I'm curious to know how big sites spread the load between the different DB server in the case where users write as much as they read, ie. when the standard solution of having one master to accept write, and several slaves that only let users read data doesn't work because it simply turns the master server into the bottleneck.
For those of you who manage a big site with a load balancer -> multiple web servers -> multiple DB servers, how do you spread the load evenly between the DB servers so that users (at best) don't have to wait for the master to update the slaves, or (at worst) users end up reading dirty data from slaves that haven't been updated yet?
Thank you.
Check out http://highscalability.com/
You can use more complicated methods of storing the data basically to denormalise and segment it into chunks that you can load balance across servers.

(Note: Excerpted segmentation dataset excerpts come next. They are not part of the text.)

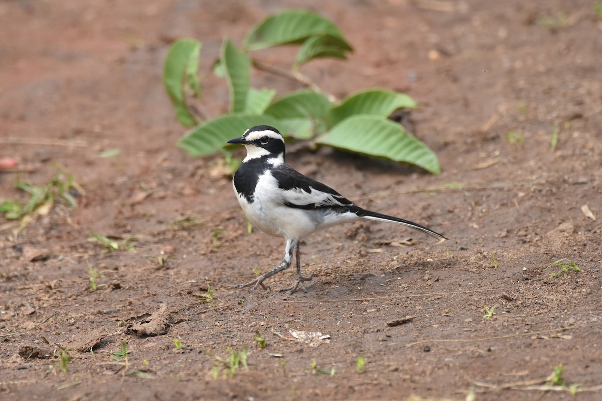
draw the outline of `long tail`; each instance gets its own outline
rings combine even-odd
[[[447,239],[447,238],[439,233],[434,231],[430,228],[427,228],[424,225],[420,225],[418,223],[410,221],[409,220],[405,220],[404,219],[400,219],[399,217],[394,217],[393,216],[387,216],[386,215],[383,215],[382,213],[377,213],[376,212],[370,212],[370,210],[363,209],[361,207],[356,206],[355,205],[350,206],[349,207],[349,211],[352,212],[359,217],[363,217],[365,219],[377,220],[379,221],[390,221],[394,223],[397,223],[398,224],[402,224],[403,225],[409,227],[411,228],[414,228],[414,230],[421,231],[423,233],[426,233],[427,234],[429,234],[433,237],[436,237],[437,238]]]

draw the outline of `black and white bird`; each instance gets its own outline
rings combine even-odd
[[[261,286],[266,289],[264,281],[290,267],[296,249],[297,280],[292,287],[282,290],[292,294],[300,285],[307,292],[302,283],[312,280],[315,274],[301,275],[299,240],[318,230],[360,218],[390,221],[447,239],[417,223],[363,209],[330,187],[293,170],[284,162],[284,139],[273,127],[253,127],[228,143],[240,144],[247,148],[247,156],[232,178],[234,192],[247,218],[264,233],[283,237],[286,241],[280,266],[236,288],[252,286],[255,289]]]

Look for shards.
The general answer seems to be to make the single writing DB machine more and more powerful for as long as possible before you move to those other methods though.
In most cases the best way to solve the problem is to rethink how your site works to cut down the number of writes/make them batchable.
What you need is a proper multi-master database. And as far as I know the only DB engine that has so far implemented this in a reliable way is Oracle. Which goes some way to explain why all the big boys use Oracle.
Having said that, MySql does support multi-master replication, although (AFAIK) not in a full production release. See http://dev.mysql.com/doc/refman/5.1/en/mysql-cluster-replication-multi-master.html for more detail.
This answer does not answer the title of the question because it makes no attempt to keep the DBs in sync but it does answer the body of the question to do with distributing requests for high scale websites.
You can use Sharding to divide your data so for example you have 26 database servers one for each letter of the alphabet. All the users with name beginning with A go to one server. You can use various algorithms to divide up your requests evenly. It's a complex solution that shouldn't really be used until other options have been exhausted.
https://en.wikipedia.org/wiki/Shard_(database_architecture)
I presume you are talking about MySQL, based on your terms. Unfortunately this DBMS has lack of support for the distributed writes, only the NDB supports that.
http://dev.mysql.com/doc/refman/5.0/en/mysql-cluster-overview.html
http://dev.mysql.com/doc/refman/5.0/en/mysql-cluster-nodes-groups.html
Another solution can be: use DNS level partition based on your client GEO location resolv different IP addresses where to connect to and basically separate the data by this info. There is a problem with this sort of solution, if you have a query for example you want to know how many items do you have globally then this won't work very well.
It depends on the site and the part of the site.
Some pieces will have a single write server, which will then replicate to a bunch of read servers.
Other pieces of the site will have lots of servers each holding a small part of the data in them. For example a couple of million customer accounts per database server with logic in the application so that it knows which server you are on based on your UserId.
A solution is to rethink your application so that you can split data between multiple database servers. Sometimes it's easy... sometimes not.